As you head off into a new year of trucking, driver training is one area of trucking which FleetWatch encourages all transporters to put greater accent on in light of the fact that telematics is providing a new tool that is proving fantastic in the driver training arena – as this article by our technical correspondent Dave Scott highlights.
Driver training is an extremely challenging task. “So they were trained – now prove the gains!” A classroom test is what you can remember but does that test change the driver’s behaviour on the road? And was the training conducted with a loaded combination as close to reality at possible? How can you remove subjectivity from driver assessments?
This is where objective technology comes to the rescue and where advanced vehicle telematics comes to the fore. Not only is telematics able to track and prove the capital investment in vehicles but is also able to be used to improve a driver’s performance behind the wheel.
One company which has definite proof of this is MAN Truck & Bus South Africa via its MAN ProfiDrive® driver training programme introduced into South Africa from its parent company in Germany and now offered to its local customers. The focus of the programme is on training professional truck fleet drivers and trainers.
Modern MAN trucks bristle with driver-friendly technology such as ‘Tipmatic’ automated manual shift transmissions and ‘Brakematic’ integrated retardation and braking systems. So with all this, why does a driver need training? Surely the truck thinks for itself and it’s just a case of point and steer? Not so! MAN ProfiDrive® creates a connection between man and machine to produce confident drivers who anticipate the route profile and manage the powertrain for maximum productivity.
Telematics, which is used extensively as a tool in the ProfiDrive® training course, not only proves that driver training has cost benefits but also convinces drivers that changes in driving style and behaviour are beneficial. This raises the bar and sets new standards.
Participants in a ProfiDrive® training course are already skilled drivers so what can they learn? The training – combined with the telematics tools – has proven the benefits as is shown in this table for an intensive course with five drivers running a 35t payload over 40km:
|03/12/2015||1st Run||2nd Run||Change||% Improvement|
|Fuel cons.* [L/100km]||60.6||55.5||-5.1||8%|
|Ave speed [km/h]||43.0||45.5||2.5||6%|
|Number of Stops||11.6||10.6||-1.0||9%|
* Note: These tests were conducted along a 40km round trip and do not serve as projections for other operations.
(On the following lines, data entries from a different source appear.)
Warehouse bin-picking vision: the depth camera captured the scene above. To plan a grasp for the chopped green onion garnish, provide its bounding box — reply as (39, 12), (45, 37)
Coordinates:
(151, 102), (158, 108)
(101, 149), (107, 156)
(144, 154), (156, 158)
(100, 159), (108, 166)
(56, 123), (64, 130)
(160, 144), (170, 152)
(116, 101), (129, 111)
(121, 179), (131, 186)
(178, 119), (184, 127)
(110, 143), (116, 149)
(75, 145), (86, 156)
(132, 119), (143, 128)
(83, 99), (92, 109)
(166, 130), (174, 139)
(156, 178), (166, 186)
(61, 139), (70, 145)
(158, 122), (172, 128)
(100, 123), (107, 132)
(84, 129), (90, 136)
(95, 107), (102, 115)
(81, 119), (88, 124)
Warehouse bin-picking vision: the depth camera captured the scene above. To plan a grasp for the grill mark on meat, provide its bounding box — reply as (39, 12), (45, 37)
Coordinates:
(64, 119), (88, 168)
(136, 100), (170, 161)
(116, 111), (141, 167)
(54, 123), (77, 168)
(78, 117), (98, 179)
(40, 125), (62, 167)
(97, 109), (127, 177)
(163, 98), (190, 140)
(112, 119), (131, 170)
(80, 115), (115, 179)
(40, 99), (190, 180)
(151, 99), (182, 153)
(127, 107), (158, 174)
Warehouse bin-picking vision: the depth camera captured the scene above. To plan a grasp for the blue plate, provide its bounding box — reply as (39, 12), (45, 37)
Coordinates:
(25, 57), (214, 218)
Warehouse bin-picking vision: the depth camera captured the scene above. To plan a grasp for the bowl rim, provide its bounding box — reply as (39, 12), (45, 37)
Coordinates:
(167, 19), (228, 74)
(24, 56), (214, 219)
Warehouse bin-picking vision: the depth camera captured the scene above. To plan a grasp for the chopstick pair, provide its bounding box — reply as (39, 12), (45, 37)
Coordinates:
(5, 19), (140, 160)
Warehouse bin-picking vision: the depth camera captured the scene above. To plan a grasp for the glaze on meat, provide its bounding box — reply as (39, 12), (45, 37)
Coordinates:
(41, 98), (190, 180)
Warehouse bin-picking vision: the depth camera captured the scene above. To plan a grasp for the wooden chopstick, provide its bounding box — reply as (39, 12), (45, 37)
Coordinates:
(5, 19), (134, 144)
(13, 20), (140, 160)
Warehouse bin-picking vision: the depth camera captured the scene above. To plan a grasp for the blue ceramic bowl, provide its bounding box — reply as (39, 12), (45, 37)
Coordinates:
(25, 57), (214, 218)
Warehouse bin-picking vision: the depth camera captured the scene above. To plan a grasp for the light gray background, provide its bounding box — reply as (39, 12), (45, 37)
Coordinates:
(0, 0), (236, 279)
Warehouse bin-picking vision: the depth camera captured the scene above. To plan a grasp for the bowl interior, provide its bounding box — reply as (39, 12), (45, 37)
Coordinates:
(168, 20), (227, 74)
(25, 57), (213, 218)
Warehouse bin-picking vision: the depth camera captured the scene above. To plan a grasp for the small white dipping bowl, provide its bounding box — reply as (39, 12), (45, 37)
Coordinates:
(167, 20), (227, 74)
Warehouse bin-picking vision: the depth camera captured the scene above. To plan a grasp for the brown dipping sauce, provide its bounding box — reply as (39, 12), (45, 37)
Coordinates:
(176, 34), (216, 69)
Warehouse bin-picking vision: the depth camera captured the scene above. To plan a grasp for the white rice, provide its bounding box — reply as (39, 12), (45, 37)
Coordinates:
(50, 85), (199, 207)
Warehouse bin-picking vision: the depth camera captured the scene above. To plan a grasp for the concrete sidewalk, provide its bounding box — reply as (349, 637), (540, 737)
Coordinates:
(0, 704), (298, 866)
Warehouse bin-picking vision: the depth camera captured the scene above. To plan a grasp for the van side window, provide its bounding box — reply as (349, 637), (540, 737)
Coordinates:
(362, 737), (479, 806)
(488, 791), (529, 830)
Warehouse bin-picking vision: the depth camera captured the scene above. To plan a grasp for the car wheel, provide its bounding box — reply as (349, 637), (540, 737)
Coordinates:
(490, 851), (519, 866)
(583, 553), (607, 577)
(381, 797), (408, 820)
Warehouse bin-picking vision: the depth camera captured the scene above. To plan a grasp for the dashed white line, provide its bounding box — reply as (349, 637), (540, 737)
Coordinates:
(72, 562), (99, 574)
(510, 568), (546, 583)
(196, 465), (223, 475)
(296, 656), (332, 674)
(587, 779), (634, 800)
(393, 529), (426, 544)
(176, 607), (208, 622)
Apart from an 8% fuel consumption benefit, the productivity gain of 15% represents a combination of average fuel consumption, speed and payload. Similar training with other driver trainers has yielded up to 20% in productivity gains. Apply this to a fleet of trucks and it’s a significant indicator for the bottom-line benefits in driver training.
MAN Truck & Bus SA has ensured that MAN Support & Projects Manager, Dean Temlett, is qualified to represent ProfiDrive® in Southern Africa. Temlett spent a year completing overseas modules that certify him as a ProfiDrive® instructor for the next three years. He has also adapted ProfiDrive® to local conditions which makes sense for our market. In terms of the sustainability of the programme, a 56t, 22m combination with a MAN TGS up front – which MAN Truck & Bus has made available to the programme – is a convincing commitment to driver training.
Dave van Graan, head of MAN Truck & Bus sales division, sums it up with the familiar slogan: “If it cannot be measured, it cannot be managed’. Telematics, it would seem, has become an essential driver training tool by default.